The Government today emphasised its determination to advance further into territory which has already proved fraught with hazards - welfare reform.

It promised a Bill to reform the workings of the much-criticised Child Support Agency (CSA); further pension reforms, including a State Second Pension; and a measure designed to link benefit payments to compliance with community sentences imposed by the courts.

On child support, the new Bill will provide for the replacement of the existing complex formula the CSA uses to determine maintenance payments, with a simple system of percentage rates based on the absent parent's net income.

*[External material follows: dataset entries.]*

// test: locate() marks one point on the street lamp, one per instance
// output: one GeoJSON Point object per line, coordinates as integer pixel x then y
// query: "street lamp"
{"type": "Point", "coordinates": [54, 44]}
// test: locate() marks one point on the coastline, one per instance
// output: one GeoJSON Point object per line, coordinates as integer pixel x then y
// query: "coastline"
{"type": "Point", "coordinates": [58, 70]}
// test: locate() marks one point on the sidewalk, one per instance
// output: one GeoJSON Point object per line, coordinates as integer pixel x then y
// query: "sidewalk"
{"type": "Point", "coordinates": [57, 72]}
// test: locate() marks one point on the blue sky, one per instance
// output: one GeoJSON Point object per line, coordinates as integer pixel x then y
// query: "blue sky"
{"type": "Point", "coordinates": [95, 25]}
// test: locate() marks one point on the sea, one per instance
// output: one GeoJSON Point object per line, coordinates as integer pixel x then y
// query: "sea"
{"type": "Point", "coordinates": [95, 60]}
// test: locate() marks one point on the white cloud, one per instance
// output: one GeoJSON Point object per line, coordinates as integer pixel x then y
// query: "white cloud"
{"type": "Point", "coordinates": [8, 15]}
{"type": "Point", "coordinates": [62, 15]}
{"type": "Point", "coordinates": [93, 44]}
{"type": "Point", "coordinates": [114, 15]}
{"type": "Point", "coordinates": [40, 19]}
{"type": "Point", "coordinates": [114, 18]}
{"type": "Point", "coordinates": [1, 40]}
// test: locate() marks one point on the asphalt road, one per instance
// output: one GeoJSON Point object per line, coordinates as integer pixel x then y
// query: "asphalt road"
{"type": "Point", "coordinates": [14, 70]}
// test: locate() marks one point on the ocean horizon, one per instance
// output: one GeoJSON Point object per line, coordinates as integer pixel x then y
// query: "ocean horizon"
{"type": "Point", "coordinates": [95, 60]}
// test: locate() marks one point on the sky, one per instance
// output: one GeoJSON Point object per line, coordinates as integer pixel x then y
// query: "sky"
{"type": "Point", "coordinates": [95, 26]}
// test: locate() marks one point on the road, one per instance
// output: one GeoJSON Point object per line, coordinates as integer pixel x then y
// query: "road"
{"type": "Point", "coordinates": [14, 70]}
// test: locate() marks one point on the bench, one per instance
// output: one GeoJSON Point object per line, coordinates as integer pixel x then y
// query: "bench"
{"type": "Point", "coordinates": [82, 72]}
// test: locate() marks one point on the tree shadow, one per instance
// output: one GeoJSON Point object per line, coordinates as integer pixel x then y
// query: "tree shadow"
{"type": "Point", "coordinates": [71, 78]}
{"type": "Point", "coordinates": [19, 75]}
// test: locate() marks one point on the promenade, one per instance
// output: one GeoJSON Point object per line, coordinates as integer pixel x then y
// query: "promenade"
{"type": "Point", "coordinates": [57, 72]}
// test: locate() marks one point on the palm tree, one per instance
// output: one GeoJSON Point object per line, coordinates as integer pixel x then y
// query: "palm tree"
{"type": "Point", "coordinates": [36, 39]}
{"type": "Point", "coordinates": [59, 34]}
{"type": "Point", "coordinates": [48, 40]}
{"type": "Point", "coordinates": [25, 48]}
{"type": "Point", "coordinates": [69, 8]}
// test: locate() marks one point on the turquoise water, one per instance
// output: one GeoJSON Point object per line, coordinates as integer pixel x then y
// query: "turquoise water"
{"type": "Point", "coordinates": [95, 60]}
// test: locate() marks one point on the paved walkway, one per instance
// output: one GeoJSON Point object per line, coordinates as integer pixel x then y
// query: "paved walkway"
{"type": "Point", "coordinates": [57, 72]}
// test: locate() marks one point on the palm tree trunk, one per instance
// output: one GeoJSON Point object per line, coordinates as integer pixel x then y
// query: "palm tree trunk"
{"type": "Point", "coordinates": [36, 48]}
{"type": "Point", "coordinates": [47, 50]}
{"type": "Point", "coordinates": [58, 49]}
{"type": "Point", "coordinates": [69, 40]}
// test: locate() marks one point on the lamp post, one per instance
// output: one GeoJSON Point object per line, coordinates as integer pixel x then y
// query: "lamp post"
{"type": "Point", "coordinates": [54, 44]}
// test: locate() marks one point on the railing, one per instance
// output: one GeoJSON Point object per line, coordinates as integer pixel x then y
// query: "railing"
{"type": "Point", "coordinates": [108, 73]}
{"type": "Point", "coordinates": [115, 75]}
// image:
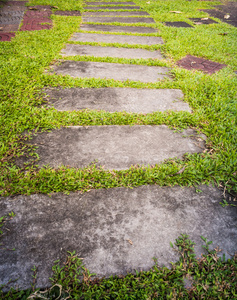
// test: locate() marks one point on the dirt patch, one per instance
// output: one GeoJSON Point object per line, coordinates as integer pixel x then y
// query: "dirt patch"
{"type": "Point", "coordinates": [190, 62]}
{"type": "Point", "coordinates": [226, 13]}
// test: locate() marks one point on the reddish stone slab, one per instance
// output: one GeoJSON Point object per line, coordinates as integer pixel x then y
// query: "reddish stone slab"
{"type": "Point", "coordinates": [68, 13]}
{"type": "Point", "coordinates": [6, 36]}
{"type": "Point", "coordinates": [190, 62]}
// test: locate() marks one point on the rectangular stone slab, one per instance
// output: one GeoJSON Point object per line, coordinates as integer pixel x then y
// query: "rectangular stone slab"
{"type": "Point", "coordinates": [114, 147]}
{"type": "Point", "coordinates": [111, 7]}
{"type": "Point", "coordinates": [113, 28]}
{"type": "Point", "coordinates": [109, 3]}
{"type": "Point", "coordinates": [118, 99]}
{"type": "Point", "coordinates": [98, 225]}
{"type": "Point", "coordinates": [115, 38]}
{"type": "Point", "coordinates": [72, 50]}
{"type": "Point", "coordinates": [115, 13]}
{"type": "Point", "coordinates": [114, 71]}
{"type": "Point", "coordinates": [117, 19]}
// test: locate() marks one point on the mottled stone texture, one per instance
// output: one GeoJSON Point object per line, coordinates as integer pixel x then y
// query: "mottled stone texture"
{"type": "Point", "coordinates": [114, 147]}
{"type": "Point", "coordinates": [98, 224]}
{"type": "Point", "coordinates": [190, 62]}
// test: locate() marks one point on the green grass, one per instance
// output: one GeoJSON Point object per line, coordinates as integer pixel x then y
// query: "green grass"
{"type": "Point", "coordinates": [212, 99]}
{"type": "Point", "coordinates": [208, 277]}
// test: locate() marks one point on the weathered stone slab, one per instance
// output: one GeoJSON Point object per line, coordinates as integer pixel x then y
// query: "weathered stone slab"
{"type": "Point", "coordinates": [98, 224]}
{"type": "Point", "coordinates": [113, 28]}
{"type": "Point", "coordinates": [72, 50]}
{"type": "Point", "coordinates": [117, 19]}
{"type": "Point", "coordinates": [111, 7]}
{"type": "Point", "coordinates": [115, 13]}
{"type": "Point", "coordinates": [115, 38]}
{"type": "Point", "coordinates": [110, 3]}
{"type": "Point", "coordinates": [114, 71]}
{"type": "Point", "coordinates": [118, 99]}
{"type": "Point", "coordinates": [114, 147]}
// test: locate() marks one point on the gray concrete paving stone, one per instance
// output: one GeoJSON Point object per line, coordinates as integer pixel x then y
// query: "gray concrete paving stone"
{"type": "Point", "coordinates": [115, 13]}
{"type": "Point", "coordinates": [98, 224]}
{"type": "Point", "coordinates": [109, 3]}
{"type": "Point", "coordinates": [83, 69]}
{"type": "Point", "coordinates": [114, 147]}
{"type": "Point", "coordinates": [118, 99]}
{"type": "Point", "coordinates": [118, 19]}
{"type": "Point", "coordinates": [111, 7]}
{"type": "Point", "coordinates": [115, 38]}
{"type": "Point", "coordinates": [98, 51]}
{"type": "Point", "coordinates": [113, 28]}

Where parents seek to delay the process, new penalties will be available to ensure compliance.

There will also be powers to ensure assessment cannot not be unnecessarily delayed by disputes over paternity, allowing presumptions of parentage where an absent parent refuses a DNA test, or refuses to accept the positive outcome of a test.

At the weekend Prime Minister Tony Blair explained the reasoning behind the reforms, saying in an interview: "We cannot have taxpayers as a whole ending up having to pay large sums of money out to help families in circumstances where their fathers don't have any sense of responsibility."

On pension reform, a new Bill will reform the State Earnings Related Pension Scheme (Serps) by way of a State Second Pension.

This will ensure that people with a lifetime of working or caring behind them, and certain disabled people with broken work records, would retire on a pension higher than means-tested benefits.

The Bill will allow for the withdrawal or reduction of benefit entitlement from offenders who fail to comply with community sentences imposed by the courts.

The measure will be piloted in various parts of England and Wales to test the links between social security offices and the Probation Service, and to assess the behavioural impact on offenders.

Welfare reform has already proved a major headache for the Government.

Its previous Welfare Reform and Pensions Bill only made it on to the statute book last week after a series of rebellions in the Commons and the Lords over plans to cut incapacity benefit.